People have legitimate fears about public health interventions. It's very sad to see people dying unnecessarily, but they should have the right to question what they are being told, the right to be educated, not just compelled. And they should have the right to be told the truth about the diseases in question, as well as the intervention that is being imposed.
So far, people are not being told the truth about HIV or about mass male circumcision. HIV is not always spread sexually and mass male circumcision campaigns can have serious consequences, such as infections with other diseases and even the failure of the campaign to achieve a meaningful reduction in HIV transmission.
We don't know if those HIV positive people who refuse antiretrovirals in a test and treat program might one day be criminalized.

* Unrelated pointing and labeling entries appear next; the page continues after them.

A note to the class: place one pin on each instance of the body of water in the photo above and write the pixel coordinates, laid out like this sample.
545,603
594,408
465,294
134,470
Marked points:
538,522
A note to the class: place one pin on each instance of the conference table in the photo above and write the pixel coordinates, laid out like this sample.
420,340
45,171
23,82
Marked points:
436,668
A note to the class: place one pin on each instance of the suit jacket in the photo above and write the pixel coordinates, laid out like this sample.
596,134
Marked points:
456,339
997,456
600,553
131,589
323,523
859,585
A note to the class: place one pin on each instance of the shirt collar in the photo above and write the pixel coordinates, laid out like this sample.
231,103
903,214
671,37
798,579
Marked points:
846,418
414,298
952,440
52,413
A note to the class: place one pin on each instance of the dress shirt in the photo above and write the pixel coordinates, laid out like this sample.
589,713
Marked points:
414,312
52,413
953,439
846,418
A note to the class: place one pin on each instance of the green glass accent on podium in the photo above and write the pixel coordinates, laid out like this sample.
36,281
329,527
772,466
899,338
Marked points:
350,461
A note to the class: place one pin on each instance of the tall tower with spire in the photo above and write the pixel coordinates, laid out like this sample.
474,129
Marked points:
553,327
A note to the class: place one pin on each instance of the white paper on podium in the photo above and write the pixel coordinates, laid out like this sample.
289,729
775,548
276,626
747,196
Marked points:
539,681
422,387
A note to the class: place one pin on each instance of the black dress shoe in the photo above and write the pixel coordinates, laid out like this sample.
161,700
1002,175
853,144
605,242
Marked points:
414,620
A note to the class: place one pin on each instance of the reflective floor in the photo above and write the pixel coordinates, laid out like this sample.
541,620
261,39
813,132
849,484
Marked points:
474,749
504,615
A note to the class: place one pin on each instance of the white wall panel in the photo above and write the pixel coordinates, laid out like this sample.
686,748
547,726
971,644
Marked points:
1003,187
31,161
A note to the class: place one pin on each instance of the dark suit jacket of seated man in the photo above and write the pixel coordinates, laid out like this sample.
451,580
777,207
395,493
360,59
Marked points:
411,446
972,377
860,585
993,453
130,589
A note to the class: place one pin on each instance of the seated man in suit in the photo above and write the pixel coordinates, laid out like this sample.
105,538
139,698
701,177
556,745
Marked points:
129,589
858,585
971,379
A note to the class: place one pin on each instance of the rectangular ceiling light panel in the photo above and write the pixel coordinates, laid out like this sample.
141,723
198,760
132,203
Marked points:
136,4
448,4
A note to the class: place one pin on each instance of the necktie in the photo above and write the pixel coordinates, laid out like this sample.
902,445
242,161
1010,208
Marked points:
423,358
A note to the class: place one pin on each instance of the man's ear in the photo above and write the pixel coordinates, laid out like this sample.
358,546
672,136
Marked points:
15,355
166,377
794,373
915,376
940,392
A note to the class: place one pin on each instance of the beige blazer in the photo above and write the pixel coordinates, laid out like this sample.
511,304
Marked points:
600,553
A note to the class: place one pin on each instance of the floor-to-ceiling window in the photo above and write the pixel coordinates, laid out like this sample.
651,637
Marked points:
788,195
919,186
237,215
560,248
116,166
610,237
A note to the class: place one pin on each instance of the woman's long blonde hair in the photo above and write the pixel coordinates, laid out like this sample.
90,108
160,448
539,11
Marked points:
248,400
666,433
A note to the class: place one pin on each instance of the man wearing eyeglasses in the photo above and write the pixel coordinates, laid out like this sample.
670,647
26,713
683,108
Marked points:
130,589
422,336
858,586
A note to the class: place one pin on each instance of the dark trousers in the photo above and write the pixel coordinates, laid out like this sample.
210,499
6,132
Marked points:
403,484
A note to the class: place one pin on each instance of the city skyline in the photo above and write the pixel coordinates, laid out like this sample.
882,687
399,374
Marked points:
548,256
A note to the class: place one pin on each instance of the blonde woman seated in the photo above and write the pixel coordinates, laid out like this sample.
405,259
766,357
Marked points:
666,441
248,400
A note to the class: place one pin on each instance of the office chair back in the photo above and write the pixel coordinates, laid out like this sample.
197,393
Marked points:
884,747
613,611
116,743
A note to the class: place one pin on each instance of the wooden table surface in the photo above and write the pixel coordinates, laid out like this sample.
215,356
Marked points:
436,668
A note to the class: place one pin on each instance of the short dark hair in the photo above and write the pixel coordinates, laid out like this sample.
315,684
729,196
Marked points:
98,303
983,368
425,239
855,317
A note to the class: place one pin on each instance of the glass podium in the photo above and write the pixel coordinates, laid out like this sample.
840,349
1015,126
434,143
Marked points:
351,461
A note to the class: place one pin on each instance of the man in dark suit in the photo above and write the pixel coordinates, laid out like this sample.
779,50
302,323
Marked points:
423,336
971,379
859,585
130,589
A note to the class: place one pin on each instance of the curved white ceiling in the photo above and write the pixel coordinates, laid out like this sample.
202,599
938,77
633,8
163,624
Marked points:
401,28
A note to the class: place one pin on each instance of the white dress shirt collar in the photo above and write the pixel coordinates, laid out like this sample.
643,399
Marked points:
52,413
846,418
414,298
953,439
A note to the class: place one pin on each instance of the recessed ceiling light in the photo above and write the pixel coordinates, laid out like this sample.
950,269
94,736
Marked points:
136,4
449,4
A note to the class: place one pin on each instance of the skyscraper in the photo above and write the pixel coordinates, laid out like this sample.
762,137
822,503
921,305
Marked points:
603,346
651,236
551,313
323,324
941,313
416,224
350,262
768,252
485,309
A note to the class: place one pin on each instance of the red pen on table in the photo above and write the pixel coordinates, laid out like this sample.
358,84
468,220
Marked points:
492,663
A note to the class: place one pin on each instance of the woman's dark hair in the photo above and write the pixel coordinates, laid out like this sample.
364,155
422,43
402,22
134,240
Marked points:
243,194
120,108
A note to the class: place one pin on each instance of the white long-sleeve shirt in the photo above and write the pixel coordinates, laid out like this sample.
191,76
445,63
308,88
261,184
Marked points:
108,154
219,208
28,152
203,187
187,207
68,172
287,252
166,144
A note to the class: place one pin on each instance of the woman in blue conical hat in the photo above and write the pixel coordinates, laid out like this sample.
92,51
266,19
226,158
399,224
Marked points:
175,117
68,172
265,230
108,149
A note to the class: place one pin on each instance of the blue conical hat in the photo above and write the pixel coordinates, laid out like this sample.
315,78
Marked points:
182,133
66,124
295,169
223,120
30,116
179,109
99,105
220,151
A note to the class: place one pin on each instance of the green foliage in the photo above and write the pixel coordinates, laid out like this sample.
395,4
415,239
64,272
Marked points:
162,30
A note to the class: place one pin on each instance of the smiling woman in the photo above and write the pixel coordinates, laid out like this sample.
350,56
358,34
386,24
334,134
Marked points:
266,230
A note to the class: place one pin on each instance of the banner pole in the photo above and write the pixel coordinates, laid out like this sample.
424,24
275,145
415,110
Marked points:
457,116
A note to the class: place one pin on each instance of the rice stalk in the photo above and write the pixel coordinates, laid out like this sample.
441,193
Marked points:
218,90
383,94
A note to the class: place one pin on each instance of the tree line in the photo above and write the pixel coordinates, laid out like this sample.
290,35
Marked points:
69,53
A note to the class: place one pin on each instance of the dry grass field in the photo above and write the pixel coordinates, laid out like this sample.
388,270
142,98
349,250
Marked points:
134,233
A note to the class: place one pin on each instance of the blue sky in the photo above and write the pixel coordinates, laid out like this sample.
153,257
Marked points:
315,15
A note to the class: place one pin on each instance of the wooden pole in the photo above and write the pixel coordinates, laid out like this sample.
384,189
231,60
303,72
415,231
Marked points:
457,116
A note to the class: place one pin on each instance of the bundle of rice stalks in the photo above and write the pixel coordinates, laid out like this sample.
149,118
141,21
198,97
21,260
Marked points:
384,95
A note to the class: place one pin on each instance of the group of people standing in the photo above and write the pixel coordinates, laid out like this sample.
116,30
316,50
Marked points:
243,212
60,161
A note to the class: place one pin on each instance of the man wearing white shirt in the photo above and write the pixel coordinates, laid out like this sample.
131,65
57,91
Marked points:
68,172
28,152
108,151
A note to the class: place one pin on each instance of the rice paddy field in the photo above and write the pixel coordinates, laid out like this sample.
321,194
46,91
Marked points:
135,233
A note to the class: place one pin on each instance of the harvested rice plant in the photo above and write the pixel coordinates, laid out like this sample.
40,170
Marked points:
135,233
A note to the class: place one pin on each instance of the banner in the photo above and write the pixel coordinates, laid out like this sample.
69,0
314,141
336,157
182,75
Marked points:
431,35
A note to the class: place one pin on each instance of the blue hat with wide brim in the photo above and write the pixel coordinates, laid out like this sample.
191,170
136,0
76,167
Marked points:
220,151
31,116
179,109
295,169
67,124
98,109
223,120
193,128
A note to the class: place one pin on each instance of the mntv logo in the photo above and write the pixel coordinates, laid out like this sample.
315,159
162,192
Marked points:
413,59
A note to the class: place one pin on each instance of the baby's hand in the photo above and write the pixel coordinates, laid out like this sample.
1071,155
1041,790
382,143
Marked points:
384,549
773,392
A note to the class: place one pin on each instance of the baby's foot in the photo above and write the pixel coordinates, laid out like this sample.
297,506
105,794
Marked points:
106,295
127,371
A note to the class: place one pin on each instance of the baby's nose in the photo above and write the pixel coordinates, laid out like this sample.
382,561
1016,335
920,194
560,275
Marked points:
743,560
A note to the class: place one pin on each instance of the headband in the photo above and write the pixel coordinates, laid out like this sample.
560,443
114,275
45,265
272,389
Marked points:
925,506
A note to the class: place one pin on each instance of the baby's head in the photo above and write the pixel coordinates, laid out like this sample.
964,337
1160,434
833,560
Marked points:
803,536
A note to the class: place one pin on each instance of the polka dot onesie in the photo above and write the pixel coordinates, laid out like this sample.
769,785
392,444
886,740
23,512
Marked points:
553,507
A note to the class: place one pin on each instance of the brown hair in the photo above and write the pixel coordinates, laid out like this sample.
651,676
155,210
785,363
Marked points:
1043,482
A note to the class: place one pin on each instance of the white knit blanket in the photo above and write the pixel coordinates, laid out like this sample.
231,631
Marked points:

Many who refuse are already stigmatized and persecuted. Similarly, if PrEP was available for everyone considered to be at risk of HIV infection, would those who refused to take it be criminalized (or just publicly shamed)?
Supposing UNAIDS did decide that mass female circumcision of some kind was the best way to reduce HIV transmission, or that such a campaign would complement other reduction programs? Would everyone accept the various opinions, data, cajoling and railroading, as many are doing with male circumcision, PrEP and various other public health campaigns? So why do we accept some interventions and not others that may be equally well supported by 'evidence'?